Obwohl die Grenzbeziehung seit 1717 aus den Bürgerpflichten herausgenommen war, haben Stadtverwaltung und Bürgerschaft sie nicht lediglich als eine Gelegenheit zum Feiern empfunden. Noch fast 250 Jahre hindurch hat man daran festgehalten, neben der allgemeinen Fröhlichkeit die Erinnerung an den einstmaligen Ernst der Grenzbeziehung zu pflegen und für Gegenwart und Zukunft noch Nutzen aus ihr zu ziehen. Die Teilnahme an der Grenzbeziehung blieb Ehrenpflicht für jeden guten Bürger der Stadt.
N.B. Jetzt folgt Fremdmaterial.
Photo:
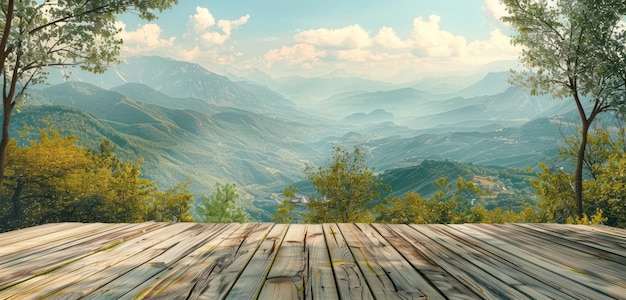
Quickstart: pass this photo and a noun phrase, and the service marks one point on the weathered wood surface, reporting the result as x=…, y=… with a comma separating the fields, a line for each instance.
x=326, y=261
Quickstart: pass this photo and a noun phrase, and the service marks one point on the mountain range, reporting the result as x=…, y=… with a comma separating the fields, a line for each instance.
x=187, y=122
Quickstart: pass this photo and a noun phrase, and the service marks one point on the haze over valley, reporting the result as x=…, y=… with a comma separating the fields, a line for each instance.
x=188, y=122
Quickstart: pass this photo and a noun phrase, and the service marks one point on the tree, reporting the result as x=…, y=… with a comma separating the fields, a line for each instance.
x=345, y=189
x=605, y=164
x=222, y=206
x=171, y=205
x=41, y=34
x=51, y=179
x=573, y=48
x=285, y=210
In seltener Einmütigkeit verzichtete man hier auf das Herauskehren von Meinungs- und Standesunterschieden. Die alten Vorschriften genauester Grenzbeziehung und Grenzkontrolle, die durchaus noch nicht überflüssig geworden waren, wurden weiterhin beachtet. Beschädigte Grenzsteine wurden neu gerichtet; mutwillige Zerstörungen an den Grenzen und Grenzzeichen wurden protokolliert, und ihrer Entstehung wurde nachgeforscht. Eindrucksvolle Erlebnisse von früheren Grenzbeziehungen lebten wieder auf, und mancherlei Brauchtum trug dazu bei, die Grenzbeziehung nicht in Vergessenheit und Verfall geraten zu lassen.